Sunday, 4 October 2009

North Devon Magazine, 1824

From Google Books: North Devon Magazine: containing The Cave and Lundy Review, Volumes 1-2 (W Searle, Barnstaple, 1824).

Online in full, this is the 274-page compilation of two early 19th century provincial magazines; here's the general index. The content is varied and quaint, as described in John Presland's 1917 Lynton and Lynmouth:

They are the Lundy Review and The Cave, and they contain stories, poetry, puns, epigrams, acrostics, all with the mild, faint flavour of a curate's tea-party in a cathedral town ... There is poetry of the Lake School fashion, exhortations to Bideford and Woody Bay, to Lynton or "The Beauties of Devon"; there is more poetry of the Byronic fashion, fierce and satiric invective (yet never, be it understood, transgressing the bounds of decency or good manners!) against the lady of the poet's affection; there are stories, in which love and virtue triumph over temptation and evil-doing; there is, of course, at least one story of a blind girl, and one of a consumptive; there is much harmless punning, and in the acrostics which the ladies of 1820 so much loved are fantastically woven the names of the handsome young women of Barnstaple whose only other record is now on a tombstone

Not only the people but also the topical references are long gone. You run into sentences like this:

The Cave ... will also be regularly deposited, for earlier perusal, and the convenience of the wet-paper clubs, at ...
- p5, North Devon Magazine

"Wet-Paper Club" turns out to refer to groups who would gather and get first look at newspapers as soon as they came off the press - see p319, The Visitor: or, Monthly instructor, Religious Tract Society, 1841) - while the paper was still damp from the necessary wetting prior to printing.

Considering the date, the publication is very readable. There's a strong focus on Barnstaple - such as this song about Barnstaple Fair - with frequent use of the old name Barum that was revived in Victorian times. The place sounds very lively, with a lot of gossip and romance conducted in coded form through the pages of the magazines. A handwritten annotation to the Google Books copy identifies the pseudonymous editor, "Dry-Den Beauclerc", as the curate of Braunton. Barnstaple was, incidentally, quite a busy place for literature in the early 19th century: The Western antiquary, Volume 11 (William Henry Kearley Wright, 1893) has a series, "Extinct Devonshire Periodicals", mentioning a number of similar publications, all short-lived: the The Crackling Goose (1823), the weekly The Gossip (1823) and The Universal Medley (1824). A newspaper, the Barnstaple and Bideford Miscellany and North Devon Advertiser, was published in the same time slot.

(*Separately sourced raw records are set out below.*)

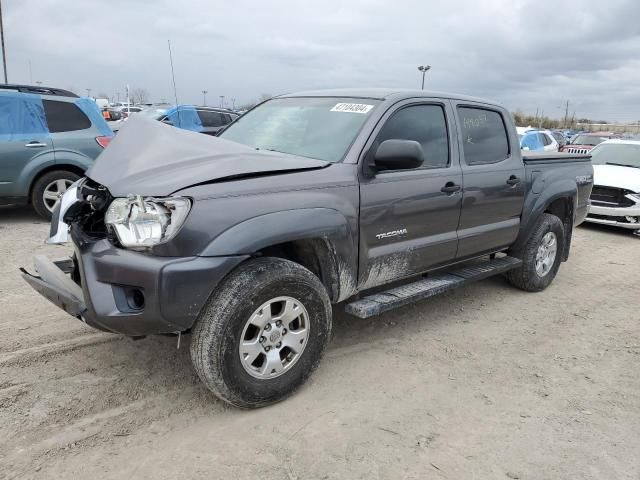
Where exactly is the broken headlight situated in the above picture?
[104,195,191,250]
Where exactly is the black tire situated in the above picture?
[506,213,565,292]
[31,170,80,220]
[191,257,332,408]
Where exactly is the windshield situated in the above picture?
[138,108,167,120]
[571,135,608,145]
[220,97,380,162]
[591,143,640,168]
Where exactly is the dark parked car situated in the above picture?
[0,85,113,218]
[23,90,593,407]
[140,105,239,135]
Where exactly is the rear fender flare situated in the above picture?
[511,180,578,255]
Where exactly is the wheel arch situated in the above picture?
[511,185,578,262]
[28,163,85,203]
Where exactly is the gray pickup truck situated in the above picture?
[23,89,593,407]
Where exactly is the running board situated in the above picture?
[345,257,522,318]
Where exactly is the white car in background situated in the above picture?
[586,140,640,235]
[516,127,560,152]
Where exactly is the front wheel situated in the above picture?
[31,170,80,219]
[506,213,565,292]
[191,258,331,408]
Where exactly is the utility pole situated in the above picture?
[418,65,431,90]
[0,0,9,84]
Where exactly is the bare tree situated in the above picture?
[130,87,149,104]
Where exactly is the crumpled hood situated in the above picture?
[87,115,329,197]
[593,165,640,193]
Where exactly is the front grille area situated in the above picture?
[562,147,590,154]
[591,185,634,207]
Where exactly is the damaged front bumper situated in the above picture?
[21,182,247,336]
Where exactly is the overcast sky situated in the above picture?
[1,0,640,122]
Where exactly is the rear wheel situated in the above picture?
[191,258,331,408]
[506,213,564,292]
[31,170,80,219]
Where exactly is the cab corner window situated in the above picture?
[376,105,449,168]
[458,107,509,165]
[42,100,91,133]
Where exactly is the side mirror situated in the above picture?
[373,140,424,170]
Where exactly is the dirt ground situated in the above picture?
[0,204,640,480]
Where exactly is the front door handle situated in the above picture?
[440,182,460,193]
[507,175,520,187]
[25,140,47,148]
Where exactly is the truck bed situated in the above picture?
[522,152,591,164]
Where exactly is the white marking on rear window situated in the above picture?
[331,103,373,115]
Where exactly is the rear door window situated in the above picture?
[198,110,229,127]
[458,107,509,165]
[376,105,449,168]
[42,100,91,133]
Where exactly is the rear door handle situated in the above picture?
[440,182,460,193]
[507,175,520,187]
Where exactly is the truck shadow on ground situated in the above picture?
[0,205,49,226]
[74,277,508,408]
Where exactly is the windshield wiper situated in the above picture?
[605,162,640,168]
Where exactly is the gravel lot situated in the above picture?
[0,208,640,480]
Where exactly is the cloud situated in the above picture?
[3,0,640,122]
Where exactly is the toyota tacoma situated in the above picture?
[23,89,593,407]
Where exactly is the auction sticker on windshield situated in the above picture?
[331,103,373,114]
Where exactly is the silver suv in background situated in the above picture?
[0,85,113,218]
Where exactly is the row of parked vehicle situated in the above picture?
[517,127,621,154]
[103,104,239,135]
[0,85,239,218]
[0,85,640,239]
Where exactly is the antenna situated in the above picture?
[167,40,182,126]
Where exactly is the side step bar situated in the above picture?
[345,257,522,318]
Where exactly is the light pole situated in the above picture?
[418,65,431,90]
[0,0,9,84]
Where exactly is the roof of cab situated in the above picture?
[276,88,500,105]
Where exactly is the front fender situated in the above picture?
[200,208,357,302]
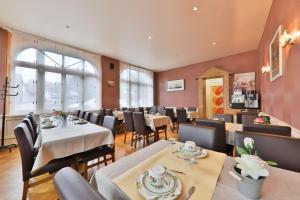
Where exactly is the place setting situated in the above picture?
[136,165,182,200]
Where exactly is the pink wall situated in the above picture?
[155,51,258,107]
[101,56,120,108]
[259,0,300,129]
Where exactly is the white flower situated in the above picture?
[244,137,254,149]
[235,154,269,180]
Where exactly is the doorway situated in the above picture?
[205,77,224,119]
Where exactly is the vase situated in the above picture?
[232,167,265,199]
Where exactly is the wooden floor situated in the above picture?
[0,132,177,200]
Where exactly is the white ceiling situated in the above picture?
[0,0,273,71]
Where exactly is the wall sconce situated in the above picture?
[261,65,270,74]
[279,30,300,48]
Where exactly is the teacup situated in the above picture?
[149,165,167,186]
[184,141,197,151]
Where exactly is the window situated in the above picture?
[11,48,100,114]
[120,63,153,107]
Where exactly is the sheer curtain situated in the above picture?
[10,32,101,114]
[120,63,153,107]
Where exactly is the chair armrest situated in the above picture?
[54,167,105,200]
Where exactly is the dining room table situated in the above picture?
[32,117,114,172]
[90,140,300,200]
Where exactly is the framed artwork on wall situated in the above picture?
[269,25,283,81]
[167,79,184,92]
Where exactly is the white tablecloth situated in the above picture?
[113,111,124,120]
[91,140,300,200]
[145,115,173,131]
[32,122,114,171]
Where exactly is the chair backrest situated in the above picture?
[138,107,144,113]
[235,131,300,172]
[178,124,217,151]
[14,122,34,181]
[241,114,258,124]
[176,109,187,124]
[26,113,37,133]
[165,108,175,123]
[123,111,134,132]
[73,110,80,117]
[90,113,100,125]
[102,115,117,137]
[188,107,197,112]
[84,112,92,121]
[157,110,167,115]
[212,114,233,123]
[149,106,157,114]
[243,124,292,137]
[54,167,105,200]
[105,109,113,116]
[79,111,86,119]
[195,119,226,153]
[22,117,37,144]
[133,112,146,135]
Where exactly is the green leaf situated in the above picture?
[266,161,278,166]
[236,147,249,156]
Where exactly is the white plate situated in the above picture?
[176,145,208,158]
[136,171,182,200]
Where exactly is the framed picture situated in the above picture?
[167,79,184,92]
[269,25,283,81]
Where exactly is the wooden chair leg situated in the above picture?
[131,132,136,146]
[22,180,29,200]
[124,131,127,144]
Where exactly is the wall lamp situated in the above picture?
[279,30,300,48]
[261,65,270,74]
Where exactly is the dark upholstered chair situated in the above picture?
[14,123,76,200]
[89,113,100,125]
[54,167,105,200]
[79,111,86,119]
[99,108,105,125]
[178,124,219,151]
[138,107,144,113]
[243,124,292,137]
[73,110,80,117]
[133,112,154,148]
[195,119,227,153]
[235,132,300,172]
[148,106,157,115]
[176,109,188,124]
[84,112,92,121]
[76,116,117,178]
[157,110,167,115]
[123,111,136,146]
[188,107,197,112]
[212,114,233,123]
[105,109,113,116]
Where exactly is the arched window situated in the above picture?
[11,48,100,114]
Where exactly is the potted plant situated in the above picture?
[230,137,277,199]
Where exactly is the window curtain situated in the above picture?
[120,63,153,108]
[10,31,101,114]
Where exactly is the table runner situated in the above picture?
[32,123,114,171]
[113,143,226,200]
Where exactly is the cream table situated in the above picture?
[91,140,300,200]
[32,121,114,171]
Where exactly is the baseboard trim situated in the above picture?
[260,112,300,138]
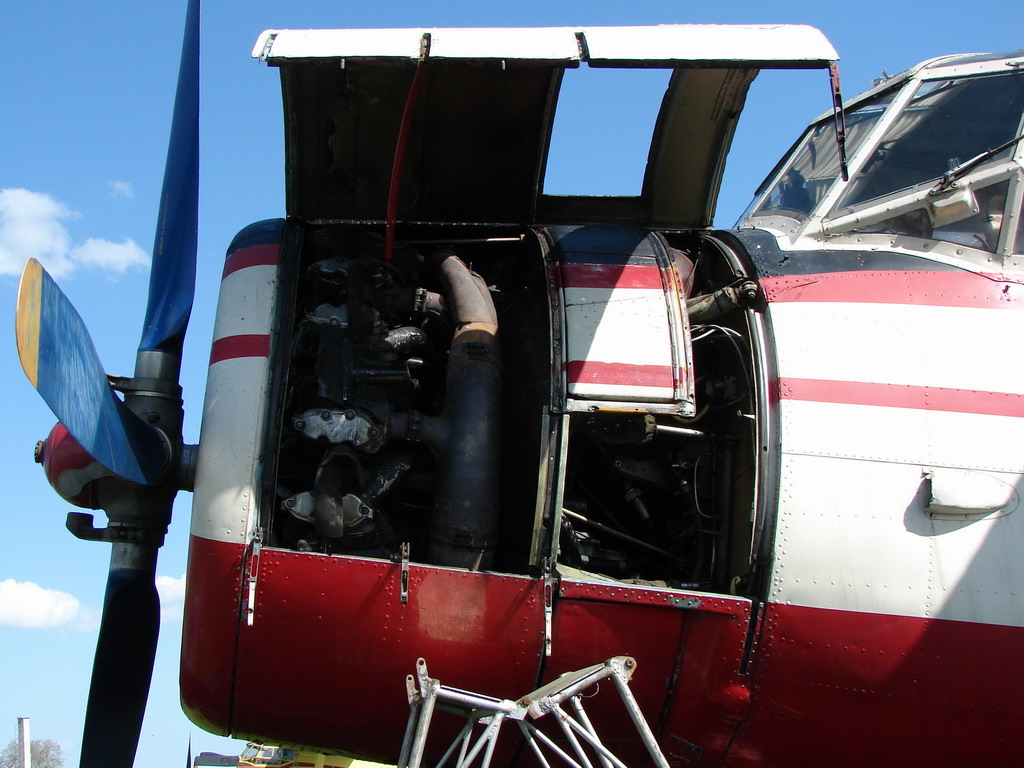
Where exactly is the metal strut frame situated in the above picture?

If you can find it, Sketches of the literary history of Barnstaple: being the substance of a series of papers read at The Literary Institution, Barnstaple. To which is appended the diary of Philip Wyot, town clerk of Barnstaple, from 1586 to 1608 (John Roberts Chanter, 1866) goes into considerable detail about Barnstaple's literary connections. For instance, John Gay was born there; the liberal journalist John Lash Latey was educated in Barnstaple; John Dodderidge of Barnstaple founded the Dodderidge Library; and Percy Bysshe Shelley's early works were published by a Barnstaple printer called Syle.

Presland's Lynton and Lynmouth is itself online: Project Gutenberg EText-No. 22765 includes an HTML version with the colour plates.